I’ve thought less about Madame Bovary – I only just read it for the first time – but I think that it’s another iteration of cruel optimism.  Madame Bovary’s desire for love, for escape from the banality of marriage, for the extraordinary rather than the ordinary creates all kinds of attachments to objects that prevents her from flourishing (she also dies – it’s less watery).

In these novels, there’s a more confirmed sense of what ordinary life is – it’s fidelity to convention, attachment to the past, and routine.  There is an expectation that one can have and build a life.  And yet, there is profound uncertainty about what constitutes the present moment, and what creates collective, shared time.  There are impasses, there is slow death, and forces that define the present differently.  Also, it’s worth remembering that the novel is – at least according to Bakhtin – the genre of becoming.

Albert Nobbs

I finally re-read “Albert Nobbs” – a short story by George Moore that ‘haunted’ Glenn Close until she made a movie of it.  I wanted to read it because reviewers seemed to get Moore’s deal quite well – that it was a movie that should have been entirely about sexuality and, yet, sex was absent.

But the story – what a tricky little beast.  On the one hand, it shows the politics of invisibility/visibility quite well.  That invisibility gives great power (to earn more wages, to pass, to achieve stability within the workings of larger systems) but it also leads to great loneliness, to a pervading feeling of nothingness, and, as the end reveals, assured misrecognition.  For, as Moore suggests, the fact that women make less wages is known.  It’s less interesting than other reasons for dressing as a man, so its promptly rejected as a viable reason for doing so: “She would be getting better wages as a man than was a woman, somebody said, but nobody cared to discus the wages question, all knew that a man is better paid than a woman.  But what Albert would have done with Helen if Helen hadn’t gone off with Joe Mackins stirred everyone’s imaginations.”  People are interested in the drama, the more unseemly explanations.  As Moore says elsewhere, we are never so happy as when we are reveling (or imagining, in this instance) other people’s sins.

On the other hand, why does it end that way?  It’s super gross.  Totally typical for Moore, to open up such interesting questions about gender and the limits of the language, etc. only to fuck it up by adding something else.  He wanted too much, he was too much.  Here’s how it closes:  “I wonder what’s going to be the end of my life.  What new chance to the years hold for me?  And what would Hubert be thinking, being a married woman?  Of what else should she be thinking but of her husband, who might now be a different man from the one she left behind?”  The whole thing bristles, because Hubert, of course, both is and isn’t a married woman.  She both is and isn’t a “she.”

And, as much as I love Moore (which is tons and tons), this is why I resist calling him a  feminist.  Because he experiments with all kinds of ways of thinking about “new chances” and new “ends” of life, but he ultimately believes in marriage, believes in a relatively stark separation of man and woman, he/she.

A reminder, from Kant

“Laziness and cowardice are the reasons why such a large proportion of men, even when nature has long emancipated them from alien guidance, nevertheless gladly remain immature for life.

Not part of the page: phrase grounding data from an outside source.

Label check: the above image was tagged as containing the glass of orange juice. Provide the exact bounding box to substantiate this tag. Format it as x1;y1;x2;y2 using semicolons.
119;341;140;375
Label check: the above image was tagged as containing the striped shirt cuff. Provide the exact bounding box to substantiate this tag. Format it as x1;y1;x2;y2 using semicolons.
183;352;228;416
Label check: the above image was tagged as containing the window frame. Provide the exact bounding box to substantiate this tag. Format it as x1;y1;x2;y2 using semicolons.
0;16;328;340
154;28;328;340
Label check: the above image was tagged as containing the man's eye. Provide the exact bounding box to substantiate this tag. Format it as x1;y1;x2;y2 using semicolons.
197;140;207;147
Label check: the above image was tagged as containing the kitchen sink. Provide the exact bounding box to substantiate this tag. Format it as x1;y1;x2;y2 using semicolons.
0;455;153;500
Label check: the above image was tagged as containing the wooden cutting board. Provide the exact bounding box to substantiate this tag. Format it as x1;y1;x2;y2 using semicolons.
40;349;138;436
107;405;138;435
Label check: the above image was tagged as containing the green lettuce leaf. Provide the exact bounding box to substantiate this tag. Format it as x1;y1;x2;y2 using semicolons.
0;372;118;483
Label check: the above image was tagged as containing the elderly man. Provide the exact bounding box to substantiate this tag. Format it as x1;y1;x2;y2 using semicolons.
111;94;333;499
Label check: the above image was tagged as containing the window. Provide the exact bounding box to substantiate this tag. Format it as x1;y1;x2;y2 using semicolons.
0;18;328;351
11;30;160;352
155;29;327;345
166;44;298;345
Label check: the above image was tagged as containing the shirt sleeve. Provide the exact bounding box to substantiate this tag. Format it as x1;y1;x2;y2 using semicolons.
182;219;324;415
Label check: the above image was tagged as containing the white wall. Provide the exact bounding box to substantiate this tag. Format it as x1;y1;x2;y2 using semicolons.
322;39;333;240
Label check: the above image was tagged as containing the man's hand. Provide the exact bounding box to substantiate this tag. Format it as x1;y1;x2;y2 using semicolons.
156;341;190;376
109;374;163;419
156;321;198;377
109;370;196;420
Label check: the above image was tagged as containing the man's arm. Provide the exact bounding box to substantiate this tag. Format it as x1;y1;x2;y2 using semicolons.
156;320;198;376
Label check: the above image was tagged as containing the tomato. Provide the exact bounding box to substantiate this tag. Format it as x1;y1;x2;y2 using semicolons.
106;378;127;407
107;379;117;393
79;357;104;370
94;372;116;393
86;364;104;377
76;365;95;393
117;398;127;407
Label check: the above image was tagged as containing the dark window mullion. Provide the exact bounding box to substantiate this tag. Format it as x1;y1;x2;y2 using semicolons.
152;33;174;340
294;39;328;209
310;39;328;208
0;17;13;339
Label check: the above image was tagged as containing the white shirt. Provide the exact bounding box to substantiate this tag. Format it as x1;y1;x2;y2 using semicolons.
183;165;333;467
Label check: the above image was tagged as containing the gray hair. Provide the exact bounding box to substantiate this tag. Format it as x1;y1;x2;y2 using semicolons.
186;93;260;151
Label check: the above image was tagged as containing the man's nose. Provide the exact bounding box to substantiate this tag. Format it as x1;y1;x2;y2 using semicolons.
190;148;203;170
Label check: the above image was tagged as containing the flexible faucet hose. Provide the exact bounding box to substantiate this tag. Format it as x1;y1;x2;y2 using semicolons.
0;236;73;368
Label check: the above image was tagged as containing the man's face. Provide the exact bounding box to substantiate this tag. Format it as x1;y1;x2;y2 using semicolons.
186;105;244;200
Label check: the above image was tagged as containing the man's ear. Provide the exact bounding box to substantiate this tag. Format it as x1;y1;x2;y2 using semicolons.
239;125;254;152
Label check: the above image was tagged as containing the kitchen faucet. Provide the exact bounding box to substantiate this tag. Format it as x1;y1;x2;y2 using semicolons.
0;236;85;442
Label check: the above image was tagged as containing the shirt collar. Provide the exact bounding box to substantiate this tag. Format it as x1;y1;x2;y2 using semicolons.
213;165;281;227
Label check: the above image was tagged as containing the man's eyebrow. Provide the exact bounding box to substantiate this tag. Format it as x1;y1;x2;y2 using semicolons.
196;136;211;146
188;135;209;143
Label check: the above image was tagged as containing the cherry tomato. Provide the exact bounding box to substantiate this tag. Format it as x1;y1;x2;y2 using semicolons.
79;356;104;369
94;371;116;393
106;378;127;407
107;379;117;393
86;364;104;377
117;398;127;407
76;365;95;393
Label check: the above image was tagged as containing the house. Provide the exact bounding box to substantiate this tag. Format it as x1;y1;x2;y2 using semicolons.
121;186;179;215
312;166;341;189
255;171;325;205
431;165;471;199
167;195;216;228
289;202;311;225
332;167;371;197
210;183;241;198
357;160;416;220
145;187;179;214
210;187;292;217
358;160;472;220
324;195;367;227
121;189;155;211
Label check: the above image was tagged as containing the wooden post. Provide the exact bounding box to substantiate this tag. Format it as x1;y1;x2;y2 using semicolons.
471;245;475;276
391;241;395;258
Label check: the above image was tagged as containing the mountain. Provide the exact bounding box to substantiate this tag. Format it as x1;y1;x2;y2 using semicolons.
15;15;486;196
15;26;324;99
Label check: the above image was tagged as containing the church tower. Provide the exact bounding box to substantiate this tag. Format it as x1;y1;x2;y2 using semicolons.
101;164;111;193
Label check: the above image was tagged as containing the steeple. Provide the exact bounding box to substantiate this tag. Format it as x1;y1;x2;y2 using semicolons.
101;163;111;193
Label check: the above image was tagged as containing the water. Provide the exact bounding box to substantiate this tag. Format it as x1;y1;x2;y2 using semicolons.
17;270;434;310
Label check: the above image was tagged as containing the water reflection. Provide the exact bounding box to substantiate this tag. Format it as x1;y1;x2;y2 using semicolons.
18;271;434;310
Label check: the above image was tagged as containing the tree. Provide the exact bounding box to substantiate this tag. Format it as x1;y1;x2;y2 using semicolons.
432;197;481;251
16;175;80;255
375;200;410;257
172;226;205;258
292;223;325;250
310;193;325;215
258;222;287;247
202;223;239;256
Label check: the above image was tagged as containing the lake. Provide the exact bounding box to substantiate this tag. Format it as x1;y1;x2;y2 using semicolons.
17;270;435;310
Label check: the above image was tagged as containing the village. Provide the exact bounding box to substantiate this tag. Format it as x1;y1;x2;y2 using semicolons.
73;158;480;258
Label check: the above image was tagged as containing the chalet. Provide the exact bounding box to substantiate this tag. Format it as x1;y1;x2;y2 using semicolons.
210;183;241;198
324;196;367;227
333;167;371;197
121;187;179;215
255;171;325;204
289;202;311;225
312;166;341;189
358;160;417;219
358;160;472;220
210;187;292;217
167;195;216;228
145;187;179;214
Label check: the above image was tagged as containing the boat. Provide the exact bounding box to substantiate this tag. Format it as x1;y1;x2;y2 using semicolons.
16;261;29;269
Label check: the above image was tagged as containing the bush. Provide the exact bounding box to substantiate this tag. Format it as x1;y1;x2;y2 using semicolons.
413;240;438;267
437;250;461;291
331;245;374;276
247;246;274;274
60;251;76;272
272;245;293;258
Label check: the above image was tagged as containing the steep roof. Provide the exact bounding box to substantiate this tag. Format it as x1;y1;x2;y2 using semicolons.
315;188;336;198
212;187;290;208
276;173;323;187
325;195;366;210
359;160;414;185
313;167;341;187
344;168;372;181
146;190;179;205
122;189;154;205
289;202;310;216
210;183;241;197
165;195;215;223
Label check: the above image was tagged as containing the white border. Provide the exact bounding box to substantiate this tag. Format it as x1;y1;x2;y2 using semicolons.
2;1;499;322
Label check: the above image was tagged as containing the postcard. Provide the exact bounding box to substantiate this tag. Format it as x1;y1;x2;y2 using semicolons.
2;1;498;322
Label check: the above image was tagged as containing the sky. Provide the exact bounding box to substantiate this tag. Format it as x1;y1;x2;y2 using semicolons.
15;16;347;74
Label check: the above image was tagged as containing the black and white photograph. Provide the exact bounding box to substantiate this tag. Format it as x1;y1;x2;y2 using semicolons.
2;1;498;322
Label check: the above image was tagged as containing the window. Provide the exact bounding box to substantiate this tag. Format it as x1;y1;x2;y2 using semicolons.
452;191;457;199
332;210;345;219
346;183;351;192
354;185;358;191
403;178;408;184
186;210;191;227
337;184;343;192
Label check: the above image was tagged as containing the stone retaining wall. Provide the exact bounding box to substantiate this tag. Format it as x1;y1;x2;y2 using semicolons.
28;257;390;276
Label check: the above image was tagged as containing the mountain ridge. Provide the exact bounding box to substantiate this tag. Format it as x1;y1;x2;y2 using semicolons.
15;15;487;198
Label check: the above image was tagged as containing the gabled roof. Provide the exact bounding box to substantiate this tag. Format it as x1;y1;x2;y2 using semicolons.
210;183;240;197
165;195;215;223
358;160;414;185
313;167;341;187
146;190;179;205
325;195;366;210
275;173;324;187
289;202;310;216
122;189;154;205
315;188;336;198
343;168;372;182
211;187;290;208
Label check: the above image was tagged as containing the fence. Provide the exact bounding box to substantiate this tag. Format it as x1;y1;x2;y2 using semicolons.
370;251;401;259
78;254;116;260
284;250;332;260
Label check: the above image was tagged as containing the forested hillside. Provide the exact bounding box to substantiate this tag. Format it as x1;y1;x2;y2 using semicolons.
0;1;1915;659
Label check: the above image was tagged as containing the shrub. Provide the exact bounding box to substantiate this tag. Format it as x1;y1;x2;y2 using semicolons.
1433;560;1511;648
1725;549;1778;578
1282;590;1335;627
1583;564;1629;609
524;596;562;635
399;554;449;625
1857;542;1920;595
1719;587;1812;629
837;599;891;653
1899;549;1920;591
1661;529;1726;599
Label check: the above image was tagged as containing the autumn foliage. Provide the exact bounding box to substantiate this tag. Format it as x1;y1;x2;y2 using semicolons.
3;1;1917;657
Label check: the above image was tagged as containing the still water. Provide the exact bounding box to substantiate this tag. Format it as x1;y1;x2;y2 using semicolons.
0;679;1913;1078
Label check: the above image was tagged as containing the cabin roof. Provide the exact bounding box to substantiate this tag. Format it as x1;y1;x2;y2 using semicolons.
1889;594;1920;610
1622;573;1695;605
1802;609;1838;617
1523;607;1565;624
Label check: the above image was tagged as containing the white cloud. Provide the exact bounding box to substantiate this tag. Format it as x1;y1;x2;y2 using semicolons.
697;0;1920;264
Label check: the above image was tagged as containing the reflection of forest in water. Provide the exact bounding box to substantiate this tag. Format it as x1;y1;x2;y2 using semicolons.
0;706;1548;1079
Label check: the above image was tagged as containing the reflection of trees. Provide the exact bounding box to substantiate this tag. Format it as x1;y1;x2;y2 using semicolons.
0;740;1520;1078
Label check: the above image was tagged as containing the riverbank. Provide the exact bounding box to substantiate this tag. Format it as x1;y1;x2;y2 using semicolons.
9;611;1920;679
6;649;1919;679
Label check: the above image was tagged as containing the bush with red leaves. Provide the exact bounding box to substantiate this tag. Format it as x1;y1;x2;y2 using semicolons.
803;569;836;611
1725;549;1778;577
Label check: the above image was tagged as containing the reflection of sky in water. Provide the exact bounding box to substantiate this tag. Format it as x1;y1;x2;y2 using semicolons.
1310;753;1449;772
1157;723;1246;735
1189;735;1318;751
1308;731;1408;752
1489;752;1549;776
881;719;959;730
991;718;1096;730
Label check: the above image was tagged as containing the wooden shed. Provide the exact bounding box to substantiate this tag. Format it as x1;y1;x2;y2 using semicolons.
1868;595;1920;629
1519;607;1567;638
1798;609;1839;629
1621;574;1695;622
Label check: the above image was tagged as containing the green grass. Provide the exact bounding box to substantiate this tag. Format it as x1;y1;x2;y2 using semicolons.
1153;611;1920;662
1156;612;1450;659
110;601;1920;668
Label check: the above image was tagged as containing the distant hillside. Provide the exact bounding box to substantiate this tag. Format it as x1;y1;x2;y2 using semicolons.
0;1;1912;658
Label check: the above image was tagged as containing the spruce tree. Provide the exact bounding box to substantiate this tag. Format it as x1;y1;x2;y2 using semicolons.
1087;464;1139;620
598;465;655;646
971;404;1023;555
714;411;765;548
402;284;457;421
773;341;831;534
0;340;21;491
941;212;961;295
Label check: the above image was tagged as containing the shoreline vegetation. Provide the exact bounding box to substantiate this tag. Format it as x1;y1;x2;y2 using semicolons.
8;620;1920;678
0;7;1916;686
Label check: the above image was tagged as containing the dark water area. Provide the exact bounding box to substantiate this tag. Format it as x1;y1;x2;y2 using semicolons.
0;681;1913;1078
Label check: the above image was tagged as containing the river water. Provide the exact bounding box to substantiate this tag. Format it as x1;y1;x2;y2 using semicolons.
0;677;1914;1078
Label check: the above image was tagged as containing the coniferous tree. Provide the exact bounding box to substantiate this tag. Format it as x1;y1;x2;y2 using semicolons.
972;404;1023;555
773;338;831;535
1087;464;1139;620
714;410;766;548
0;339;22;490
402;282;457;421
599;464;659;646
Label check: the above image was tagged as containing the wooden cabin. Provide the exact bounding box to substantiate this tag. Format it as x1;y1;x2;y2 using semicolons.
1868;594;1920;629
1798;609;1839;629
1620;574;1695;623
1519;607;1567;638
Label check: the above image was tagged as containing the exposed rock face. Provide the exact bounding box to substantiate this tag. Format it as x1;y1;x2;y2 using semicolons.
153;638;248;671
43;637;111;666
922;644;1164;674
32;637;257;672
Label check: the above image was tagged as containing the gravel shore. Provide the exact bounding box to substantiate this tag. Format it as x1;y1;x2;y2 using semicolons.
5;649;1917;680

For the same reasons, it is all too easy for others to set themselves up as their guardians. It is so convenient to be immature! If I have a book to have understanding in place of me, a spiritual adviser to have a conscience for me, a doctor to judge my diet for me, and so on, I need not make any efforts at all. I need not think, so long as I can pay; others will soon enough take the tiresome job over for me.”

It’s no wonder that most novels of development are novels about failed development.